About 100,000 years ago
China entered the Neolithic Age -- an age flourishing with the clan society and the beginning of Chinese ancient culture. Along with the development of agriculture, the matrilineal clan began to emerge and large communities followed. The Neolithic Age can also be referred to as the age of stone and pottery. Pottery was a prominent invention during early man's struggle with nature. An abundance of remains from the Neolithic Age were unearthed, especially pottery, which demonstrates aesthetic wisdom and talent of artistic creation.

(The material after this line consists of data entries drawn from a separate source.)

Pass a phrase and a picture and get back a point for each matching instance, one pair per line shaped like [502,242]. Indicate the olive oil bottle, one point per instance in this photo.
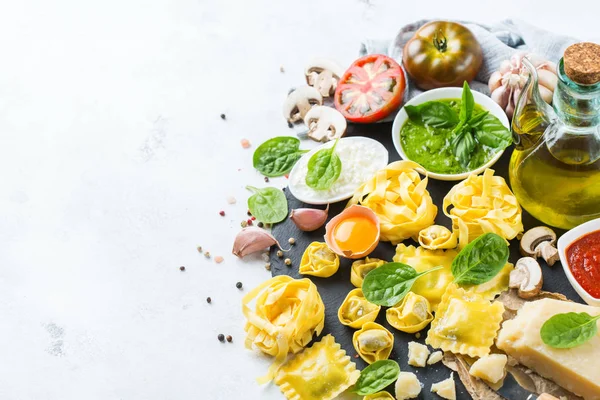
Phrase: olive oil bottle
[555,168]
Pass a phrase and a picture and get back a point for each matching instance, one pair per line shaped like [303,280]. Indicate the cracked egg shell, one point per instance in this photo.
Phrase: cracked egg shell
[354,233]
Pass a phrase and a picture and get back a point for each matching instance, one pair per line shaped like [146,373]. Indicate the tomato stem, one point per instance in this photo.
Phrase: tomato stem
[440,42]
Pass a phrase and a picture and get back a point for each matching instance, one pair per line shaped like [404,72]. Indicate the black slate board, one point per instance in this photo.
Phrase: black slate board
[333,290]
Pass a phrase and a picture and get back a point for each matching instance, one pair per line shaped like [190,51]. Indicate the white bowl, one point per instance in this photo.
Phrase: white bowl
[449,93]
[563,243]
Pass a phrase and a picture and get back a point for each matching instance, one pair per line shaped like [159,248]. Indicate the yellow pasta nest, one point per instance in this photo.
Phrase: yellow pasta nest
[437,237]
[411,315]
[465,323]
[319,260]
[355,311]
[360,268]
[482,204]
[287,313]
[400,200]
[373,342]
[320,372]
[431,286]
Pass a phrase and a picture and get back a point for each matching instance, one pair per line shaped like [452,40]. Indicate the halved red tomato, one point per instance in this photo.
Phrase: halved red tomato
[370,89]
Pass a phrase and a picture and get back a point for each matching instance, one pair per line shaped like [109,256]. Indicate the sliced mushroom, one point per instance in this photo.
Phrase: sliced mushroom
[527,277]
[539,242]
[325,123]
[300,101]
[323,74]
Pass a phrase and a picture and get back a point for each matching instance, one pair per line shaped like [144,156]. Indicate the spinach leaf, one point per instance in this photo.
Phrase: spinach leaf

Relics from the Chinese Neolithic Age are spread out in every corner of China, including items from the Peiligang Culture, Cishan Culture and Dadiwan Culture (5,500-4,800BC). Pottery of the period was primitive, with fewer categories, simple shapes and almost no decorations. Baked at low temperatures, most of the pottery was red. The Yangshao and Majiayao cultures in the Yellow River basin belonged to the mid-Neolithic Age. Pottery of this period displays elegant colored designs and is more practical, with a higher artistic level.

The Human Face and Fish Body Design Colored Pottery Basin unearthed in Banpo Village in 1955 consists of red clay pottery with designs of a human-face and a fish-body. The motif is novel and the designs, very vivid, indicating that primitive artists in Banpo Village generally used fish designs to decorate painted pottery.